I think that ADNT's new share buyback program sends a couple of positive signals about the company.
Firstly, the share buyback program brings attention to Adient's valuations, as share repurchases will only be value-accretive if they are done when the company's stock is undervalued.
According to valuation data taken from S&P Capital IQ, Adient is currently valued by the market at a consensus forward FY 2024 EV/EBITDA multiple of 4.9 times. As a comparison, ADNT's three-year mean forward EV/EBITDA ratio prior to the COVID-19 outbreak in 2022 was higher at around 5.8 times. As such, it is reasonable to conclude that Adient's current valuations are appealing.

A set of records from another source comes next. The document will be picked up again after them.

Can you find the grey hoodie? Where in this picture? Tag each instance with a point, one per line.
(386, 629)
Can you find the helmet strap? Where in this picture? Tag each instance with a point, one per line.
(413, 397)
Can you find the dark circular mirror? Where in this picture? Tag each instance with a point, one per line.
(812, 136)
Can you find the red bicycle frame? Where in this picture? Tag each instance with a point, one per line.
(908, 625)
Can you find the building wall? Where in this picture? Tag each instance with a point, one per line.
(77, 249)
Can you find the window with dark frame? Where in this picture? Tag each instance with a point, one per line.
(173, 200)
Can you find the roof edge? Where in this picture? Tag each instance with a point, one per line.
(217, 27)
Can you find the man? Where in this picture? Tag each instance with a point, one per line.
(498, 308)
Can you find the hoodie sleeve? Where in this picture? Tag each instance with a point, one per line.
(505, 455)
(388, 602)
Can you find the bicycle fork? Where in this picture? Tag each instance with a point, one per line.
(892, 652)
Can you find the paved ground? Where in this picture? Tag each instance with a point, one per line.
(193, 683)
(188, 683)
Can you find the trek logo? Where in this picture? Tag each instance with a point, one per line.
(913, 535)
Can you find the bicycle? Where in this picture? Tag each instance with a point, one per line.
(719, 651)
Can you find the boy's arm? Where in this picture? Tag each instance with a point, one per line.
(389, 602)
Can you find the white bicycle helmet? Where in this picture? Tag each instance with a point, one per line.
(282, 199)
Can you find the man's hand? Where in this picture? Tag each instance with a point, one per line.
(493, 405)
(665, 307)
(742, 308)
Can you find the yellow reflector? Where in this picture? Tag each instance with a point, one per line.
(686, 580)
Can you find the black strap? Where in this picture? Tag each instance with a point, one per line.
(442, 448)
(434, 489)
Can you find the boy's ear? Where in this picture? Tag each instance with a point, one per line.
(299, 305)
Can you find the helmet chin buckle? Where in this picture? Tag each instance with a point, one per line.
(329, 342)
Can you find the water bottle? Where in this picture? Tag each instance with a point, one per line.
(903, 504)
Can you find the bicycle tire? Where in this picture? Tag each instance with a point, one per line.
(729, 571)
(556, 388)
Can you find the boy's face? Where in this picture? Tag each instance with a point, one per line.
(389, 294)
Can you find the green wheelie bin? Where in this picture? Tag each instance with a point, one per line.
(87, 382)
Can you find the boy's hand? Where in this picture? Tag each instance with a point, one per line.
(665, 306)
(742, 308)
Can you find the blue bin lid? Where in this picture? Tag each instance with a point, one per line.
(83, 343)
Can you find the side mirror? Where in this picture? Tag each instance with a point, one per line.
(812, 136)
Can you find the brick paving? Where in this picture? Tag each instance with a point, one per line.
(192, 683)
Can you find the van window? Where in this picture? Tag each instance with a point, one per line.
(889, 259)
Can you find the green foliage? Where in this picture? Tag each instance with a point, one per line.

Secondly, Adient has made significant headway with respect to the company's deleveraging efforts, why explains why the company is confident in being able to allocate excess capital to shareholder capital return initiatives like buybacks.
At its Q4 FY 2022 earnings briefing, ADNT emphasized that the company is "solidly on track and progressing towards a target leverage threshold of 1.5x to 2.0x net debt to adjusted EBITDA." It is also worth mentioning that Adient has already paid down $1.9 billion worth of debt in the past nine quarters.
Thirdly, ADNT's new share repurchase program also raises hopes about the company's other shareholder capital return initiatives.
Adient has suspended dividend payments since paying out a quarterly dividend per share of $0.275 in August 2018. Assuming that ADNT does resume paying dividends sometime in the future, it could help to attract a new group of income-focused investors which will be a boost to its share price.
ADNT's FY 2023 management guidance was also another bright spot for the company.
Looking ahead, the company is guiding for adjusted EBITDA and free cash flow of $850 million and $200 million, respectively in fiscal 2023 as highlighted in its Q4 FY 2022 earnings press release.
This implies that Adient's adjusted EBITDA is expected to grow by +26% in the current fiscal year (versus $675 million in FY 2022), and this will also exceed its pre-COVID normalized EBITDA of $787 million for FY 2019.
Notably, ADNT's management guidance points to a substantial jump in the company's free cash flow from $47 million in FY 2022 to $200 million for FY 2023. This implies that ADNT has the financial capacity to execute on share repurchases in the current fiscal year. Adient explained at its Q4 FY 2022 investor call that "deleveraging, lower restructuring (expenses) and relatively flat cash taxes" will be the key drivers of the company's higher cash flow in fiscal 2023.
My investment rating for Adient is a Buy. I have turned bullish on ADNT's future prospects after considering the company's above-expectations fourth quarter financial results and its new share repurchase program.